My arms frantically wrapped tightly around his waist. His kiss was demanding, fervent and rough. My aching soul relished in the painful, bruising force of his mouth on mine, the tight pull of his fingers in my hair. Taking a few steps, he pushed me roughly up against the wall, and I moaned as the rush of desire poured through me.
He knew. I needed him. I needed this.
About Sibylla Matilde
Sibylla Matilde grew up in the mountain valleys of Southwest Montana exploring the dusty Old West gold country on the back of a horse. She attended a two-room schoolhouse beginning in 1st grade & had the same teacher until she changed schools after 7th. Beginning at about age 12, Sibylla discovered historical romance, feeding off of work of Jude Deveraux & Lisa Kleypas. She loves a book that can make the reader run the gamut of emotions, from the sweet glow of new love to gut-wrenching heartache. She is a true romantic & always has stories floating around in her head, living in a fantasyland until she writes them down to free them.

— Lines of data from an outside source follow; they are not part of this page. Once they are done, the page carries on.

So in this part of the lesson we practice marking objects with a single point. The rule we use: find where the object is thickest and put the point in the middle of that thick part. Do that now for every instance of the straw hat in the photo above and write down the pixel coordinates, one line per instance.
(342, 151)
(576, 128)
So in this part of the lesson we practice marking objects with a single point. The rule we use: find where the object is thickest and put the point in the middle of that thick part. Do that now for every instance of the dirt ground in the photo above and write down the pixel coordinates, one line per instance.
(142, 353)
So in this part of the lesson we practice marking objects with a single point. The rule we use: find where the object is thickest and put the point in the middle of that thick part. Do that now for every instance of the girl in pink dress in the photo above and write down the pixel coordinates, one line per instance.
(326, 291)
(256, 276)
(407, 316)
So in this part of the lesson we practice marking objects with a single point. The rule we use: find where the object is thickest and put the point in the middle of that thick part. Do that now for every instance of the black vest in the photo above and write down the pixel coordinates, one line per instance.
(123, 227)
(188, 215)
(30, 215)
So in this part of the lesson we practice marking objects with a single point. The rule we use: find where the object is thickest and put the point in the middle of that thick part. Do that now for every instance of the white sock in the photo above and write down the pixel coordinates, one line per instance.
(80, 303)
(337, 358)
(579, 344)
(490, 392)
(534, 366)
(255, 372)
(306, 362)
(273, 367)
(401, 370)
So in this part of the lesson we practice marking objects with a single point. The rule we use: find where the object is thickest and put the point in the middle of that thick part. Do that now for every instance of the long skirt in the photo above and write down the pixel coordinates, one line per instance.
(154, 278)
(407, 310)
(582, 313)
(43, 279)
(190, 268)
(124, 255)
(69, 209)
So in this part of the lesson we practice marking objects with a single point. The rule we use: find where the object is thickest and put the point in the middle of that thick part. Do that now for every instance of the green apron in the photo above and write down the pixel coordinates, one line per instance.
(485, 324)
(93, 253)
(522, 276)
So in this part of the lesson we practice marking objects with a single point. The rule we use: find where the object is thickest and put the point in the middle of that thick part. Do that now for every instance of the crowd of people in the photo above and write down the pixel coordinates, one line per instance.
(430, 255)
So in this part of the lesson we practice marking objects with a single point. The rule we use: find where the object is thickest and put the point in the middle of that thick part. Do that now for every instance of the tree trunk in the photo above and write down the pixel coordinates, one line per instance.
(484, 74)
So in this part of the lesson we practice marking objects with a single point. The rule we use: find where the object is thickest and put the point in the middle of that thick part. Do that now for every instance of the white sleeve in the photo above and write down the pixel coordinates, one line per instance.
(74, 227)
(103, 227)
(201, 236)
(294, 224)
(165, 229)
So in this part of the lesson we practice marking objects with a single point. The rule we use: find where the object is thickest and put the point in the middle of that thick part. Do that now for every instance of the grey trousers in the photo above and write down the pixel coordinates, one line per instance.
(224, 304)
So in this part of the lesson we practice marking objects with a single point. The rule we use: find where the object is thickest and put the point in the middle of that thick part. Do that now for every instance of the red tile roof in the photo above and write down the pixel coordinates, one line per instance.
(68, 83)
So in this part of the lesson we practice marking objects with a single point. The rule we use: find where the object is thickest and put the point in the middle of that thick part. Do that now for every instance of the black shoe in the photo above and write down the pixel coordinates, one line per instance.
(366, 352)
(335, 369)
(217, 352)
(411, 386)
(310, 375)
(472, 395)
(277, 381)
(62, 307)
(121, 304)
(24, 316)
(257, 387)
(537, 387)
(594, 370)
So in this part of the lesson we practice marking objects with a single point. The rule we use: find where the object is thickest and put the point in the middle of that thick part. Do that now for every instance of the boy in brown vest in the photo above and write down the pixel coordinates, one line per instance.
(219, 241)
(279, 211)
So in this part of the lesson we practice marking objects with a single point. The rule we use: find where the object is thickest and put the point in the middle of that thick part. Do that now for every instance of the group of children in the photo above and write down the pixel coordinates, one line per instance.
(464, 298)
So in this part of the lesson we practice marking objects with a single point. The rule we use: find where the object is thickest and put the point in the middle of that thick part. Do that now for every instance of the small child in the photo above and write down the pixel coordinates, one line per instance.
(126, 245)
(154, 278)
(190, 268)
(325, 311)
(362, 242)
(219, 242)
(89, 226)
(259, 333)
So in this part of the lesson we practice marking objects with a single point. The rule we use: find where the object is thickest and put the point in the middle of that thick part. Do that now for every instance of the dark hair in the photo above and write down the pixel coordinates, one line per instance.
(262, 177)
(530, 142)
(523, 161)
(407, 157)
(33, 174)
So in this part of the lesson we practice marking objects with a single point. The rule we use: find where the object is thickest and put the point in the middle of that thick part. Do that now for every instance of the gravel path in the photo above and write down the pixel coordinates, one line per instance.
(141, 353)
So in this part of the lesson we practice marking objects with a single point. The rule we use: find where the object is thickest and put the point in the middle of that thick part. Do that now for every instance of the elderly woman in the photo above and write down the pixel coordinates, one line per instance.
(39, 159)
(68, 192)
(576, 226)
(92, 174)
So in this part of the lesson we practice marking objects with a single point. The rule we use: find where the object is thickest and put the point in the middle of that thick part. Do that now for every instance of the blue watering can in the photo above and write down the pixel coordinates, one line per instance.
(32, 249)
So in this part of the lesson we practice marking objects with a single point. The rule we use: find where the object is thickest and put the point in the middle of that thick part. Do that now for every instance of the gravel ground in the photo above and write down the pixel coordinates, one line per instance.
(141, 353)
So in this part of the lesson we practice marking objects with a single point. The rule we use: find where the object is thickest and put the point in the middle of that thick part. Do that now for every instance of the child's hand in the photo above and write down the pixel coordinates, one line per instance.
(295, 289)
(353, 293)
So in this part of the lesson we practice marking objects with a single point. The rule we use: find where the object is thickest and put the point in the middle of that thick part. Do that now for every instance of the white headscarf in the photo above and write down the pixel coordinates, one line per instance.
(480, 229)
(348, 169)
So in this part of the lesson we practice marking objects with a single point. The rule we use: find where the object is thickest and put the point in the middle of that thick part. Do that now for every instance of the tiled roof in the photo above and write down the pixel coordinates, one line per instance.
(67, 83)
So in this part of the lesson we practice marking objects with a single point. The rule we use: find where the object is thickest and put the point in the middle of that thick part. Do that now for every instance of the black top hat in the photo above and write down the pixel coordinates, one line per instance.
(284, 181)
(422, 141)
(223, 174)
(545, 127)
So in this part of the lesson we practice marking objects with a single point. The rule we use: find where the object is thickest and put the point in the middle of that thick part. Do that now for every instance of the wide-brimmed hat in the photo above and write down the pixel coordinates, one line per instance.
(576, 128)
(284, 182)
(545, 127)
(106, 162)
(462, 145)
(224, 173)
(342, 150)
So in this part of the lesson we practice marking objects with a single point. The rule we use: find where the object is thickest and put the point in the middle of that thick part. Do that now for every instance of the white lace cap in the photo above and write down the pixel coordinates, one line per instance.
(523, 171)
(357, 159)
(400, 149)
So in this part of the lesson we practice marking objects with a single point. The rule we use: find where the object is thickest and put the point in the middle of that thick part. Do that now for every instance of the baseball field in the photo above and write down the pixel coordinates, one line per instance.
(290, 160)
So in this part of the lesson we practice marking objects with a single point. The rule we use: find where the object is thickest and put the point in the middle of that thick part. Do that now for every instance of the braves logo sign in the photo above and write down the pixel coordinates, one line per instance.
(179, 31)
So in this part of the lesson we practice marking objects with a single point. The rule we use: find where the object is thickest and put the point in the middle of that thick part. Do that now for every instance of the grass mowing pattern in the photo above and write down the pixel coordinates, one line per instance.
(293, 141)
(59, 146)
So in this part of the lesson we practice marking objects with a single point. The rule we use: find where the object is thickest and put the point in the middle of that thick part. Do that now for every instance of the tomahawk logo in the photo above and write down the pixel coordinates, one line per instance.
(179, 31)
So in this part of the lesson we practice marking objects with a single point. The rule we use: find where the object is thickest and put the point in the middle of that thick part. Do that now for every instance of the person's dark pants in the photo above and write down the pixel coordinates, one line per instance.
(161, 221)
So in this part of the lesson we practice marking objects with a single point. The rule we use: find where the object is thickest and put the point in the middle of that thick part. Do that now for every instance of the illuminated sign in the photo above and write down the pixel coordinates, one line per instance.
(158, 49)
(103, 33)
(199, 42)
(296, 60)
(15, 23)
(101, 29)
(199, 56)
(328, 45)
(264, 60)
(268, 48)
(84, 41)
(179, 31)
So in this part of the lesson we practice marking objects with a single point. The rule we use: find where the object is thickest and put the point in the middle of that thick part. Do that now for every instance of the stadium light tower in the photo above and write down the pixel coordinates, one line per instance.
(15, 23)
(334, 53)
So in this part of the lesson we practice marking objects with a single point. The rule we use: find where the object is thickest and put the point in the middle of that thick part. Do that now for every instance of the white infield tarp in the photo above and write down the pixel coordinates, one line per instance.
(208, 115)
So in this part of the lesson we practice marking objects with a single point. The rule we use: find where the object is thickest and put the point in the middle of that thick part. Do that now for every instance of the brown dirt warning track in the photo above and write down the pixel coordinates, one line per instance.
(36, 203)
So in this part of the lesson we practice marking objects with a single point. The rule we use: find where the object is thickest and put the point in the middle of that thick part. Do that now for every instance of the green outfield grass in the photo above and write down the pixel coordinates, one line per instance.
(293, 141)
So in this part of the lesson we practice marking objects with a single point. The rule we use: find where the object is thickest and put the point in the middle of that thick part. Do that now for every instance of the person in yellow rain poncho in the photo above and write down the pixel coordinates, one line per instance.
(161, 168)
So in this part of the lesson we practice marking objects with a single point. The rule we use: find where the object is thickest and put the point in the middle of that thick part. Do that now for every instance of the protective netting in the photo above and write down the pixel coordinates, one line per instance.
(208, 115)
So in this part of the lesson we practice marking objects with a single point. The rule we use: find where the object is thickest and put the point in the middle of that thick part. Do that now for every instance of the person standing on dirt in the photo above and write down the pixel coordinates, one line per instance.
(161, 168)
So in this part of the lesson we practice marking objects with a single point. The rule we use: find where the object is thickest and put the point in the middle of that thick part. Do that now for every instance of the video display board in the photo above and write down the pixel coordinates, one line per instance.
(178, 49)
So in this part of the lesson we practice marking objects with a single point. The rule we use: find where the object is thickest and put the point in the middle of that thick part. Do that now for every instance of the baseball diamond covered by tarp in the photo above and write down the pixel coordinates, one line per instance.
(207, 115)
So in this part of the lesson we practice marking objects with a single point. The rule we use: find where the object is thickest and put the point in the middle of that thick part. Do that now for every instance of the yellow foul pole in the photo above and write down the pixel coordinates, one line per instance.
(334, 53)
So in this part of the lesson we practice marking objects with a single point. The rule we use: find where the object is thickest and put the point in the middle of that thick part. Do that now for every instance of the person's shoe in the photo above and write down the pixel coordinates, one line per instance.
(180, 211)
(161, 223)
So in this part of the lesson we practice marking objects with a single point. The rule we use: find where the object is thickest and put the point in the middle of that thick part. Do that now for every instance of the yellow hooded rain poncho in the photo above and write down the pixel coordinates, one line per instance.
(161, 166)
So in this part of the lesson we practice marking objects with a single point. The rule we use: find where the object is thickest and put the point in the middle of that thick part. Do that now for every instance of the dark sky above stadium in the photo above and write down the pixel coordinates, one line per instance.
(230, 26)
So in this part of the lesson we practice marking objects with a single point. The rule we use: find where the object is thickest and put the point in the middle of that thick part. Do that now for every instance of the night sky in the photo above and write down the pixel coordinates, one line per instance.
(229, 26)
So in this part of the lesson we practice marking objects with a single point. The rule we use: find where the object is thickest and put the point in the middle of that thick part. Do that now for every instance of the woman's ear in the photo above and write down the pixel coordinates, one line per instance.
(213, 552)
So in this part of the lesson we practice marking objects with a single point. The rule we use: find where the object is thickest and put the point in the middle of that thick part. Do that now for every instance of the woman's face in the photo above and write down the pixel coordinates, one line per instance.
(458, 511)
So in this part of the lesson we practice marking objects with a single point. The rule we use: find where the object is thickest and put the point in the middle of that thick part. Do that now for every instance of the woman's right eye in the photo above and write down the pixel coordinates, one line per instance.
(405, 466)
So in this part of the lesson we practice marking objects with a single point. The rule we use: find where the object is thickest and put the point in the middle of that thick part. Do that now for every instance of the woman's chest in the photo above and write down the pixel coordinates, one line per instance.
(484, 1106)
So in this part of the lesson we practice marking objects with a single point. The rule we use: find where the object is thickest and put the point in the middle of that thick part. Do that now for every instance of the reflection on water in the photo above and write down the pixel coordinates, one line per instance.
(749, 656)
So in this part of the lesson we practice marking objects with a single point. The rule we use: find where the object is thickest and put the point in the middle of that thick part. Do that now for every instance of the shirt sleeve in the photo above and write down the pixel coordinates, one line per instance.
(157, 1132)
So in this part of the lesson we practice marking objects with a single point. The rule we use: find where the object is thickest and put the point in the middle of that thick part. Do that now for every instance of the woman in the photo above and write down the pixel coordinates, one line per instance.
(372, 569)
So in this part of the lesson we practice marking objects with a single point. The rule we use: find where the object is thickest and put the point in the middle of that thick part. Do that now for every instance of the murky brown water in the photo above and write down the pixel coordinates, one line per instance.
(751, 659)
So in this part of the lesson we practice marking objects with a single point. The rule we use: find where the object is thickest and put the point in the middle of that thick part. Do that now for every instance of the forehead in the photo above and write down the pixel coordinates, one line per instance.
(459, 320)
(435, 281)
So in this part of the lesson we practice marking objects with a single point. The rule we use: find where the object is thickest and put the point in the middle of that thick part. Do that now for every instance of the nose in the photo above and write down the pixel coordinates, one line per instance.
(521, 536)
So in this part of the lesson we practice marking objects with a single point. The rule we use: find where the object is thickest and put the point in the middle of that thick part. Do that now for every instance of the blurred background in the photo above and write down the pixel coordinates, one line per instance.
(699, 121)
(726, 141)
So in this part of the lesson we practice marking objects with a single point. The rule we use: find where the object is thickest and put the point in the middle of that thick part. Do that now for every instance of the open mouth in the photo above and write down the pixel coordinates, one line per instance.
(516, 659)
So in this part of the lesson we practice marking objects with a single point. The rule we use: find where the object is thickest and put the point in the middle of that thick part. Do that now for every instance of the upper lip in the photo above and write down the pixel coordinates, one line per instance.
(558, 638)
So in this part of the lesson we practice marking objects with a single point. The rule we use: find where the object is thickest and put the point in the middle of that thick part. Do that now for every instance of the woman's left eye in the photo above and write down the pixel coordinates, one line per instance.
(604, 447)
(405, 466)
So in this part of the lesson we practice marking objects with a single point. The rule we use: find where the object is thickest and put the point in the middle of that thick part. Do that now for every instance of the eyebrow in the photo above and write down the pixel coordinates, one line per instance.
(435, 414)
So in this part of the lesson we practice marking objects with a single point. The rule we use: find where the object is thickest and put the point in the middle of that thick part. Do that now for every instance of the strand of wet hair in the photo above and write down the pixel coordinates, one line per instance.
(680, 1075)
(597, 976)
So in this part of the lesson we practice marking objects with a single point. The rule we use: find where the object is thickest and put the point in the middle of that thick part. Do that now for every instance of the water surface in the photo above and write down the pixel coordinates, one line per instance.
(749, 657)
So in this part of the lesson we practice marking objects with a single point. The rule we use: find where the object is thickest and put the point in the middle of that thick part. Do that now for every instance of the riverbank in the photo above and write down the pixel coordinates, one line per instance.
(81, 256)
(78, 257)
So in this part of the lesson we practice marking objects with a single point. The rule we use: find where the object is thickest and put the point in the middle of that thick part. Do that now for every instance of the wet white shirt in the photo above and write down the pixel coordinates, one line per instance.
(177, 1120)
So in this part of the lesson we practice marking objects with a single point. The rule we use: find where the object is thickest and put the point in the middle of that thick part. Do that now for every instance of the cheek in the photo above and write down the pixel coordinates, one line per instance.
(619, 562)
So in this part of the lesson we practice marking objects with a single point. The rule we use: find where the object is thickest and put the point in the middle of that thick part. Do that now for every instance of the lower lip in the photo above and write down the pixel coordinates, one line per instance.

Music is her emotional trigger. Growing up with a Wagnarian-loving mother, Sibylla was raised to treasure music that digs deep into the psyche, drawing out elation, sorrow, grief, desire. The soundtrack to her life includes many genres spanning centuries. She looooooooves Thirty Seconds to Mars (rather obsessively, actually… but, really, how can you NOT be crazy about this guy!? Jared Leto. Shhh. ) & pimps them out to all her friends through Spotify. She also delights in Met Opera HD broadcasts at her local movie theater & hopes (listening Met?) to someday see Diana Damrau reprise her role as Mozart’s Queen of the Night in Die Zauberflöte.
Sibylla lives with her husband and hero who saved her from her own calamitous, young-adult self. He makes her laugh daily, even when things are tough. He’s proved to her that love really can heal a shattered soul. In 18 years, they have never had a fight, although argue regularly with their two teenage kids who have, unfortunately, inherited their father’s quick wit (unfortunate as it is a quick wit that Sibylla, herself, definitely does not possess – there is a reason she is a writer & not a stand-up comedian). They live a quiet life with their two weird little rescued Chiweenies. Wait… teenagers & little yap-dogs? OK, maybe not so quiet.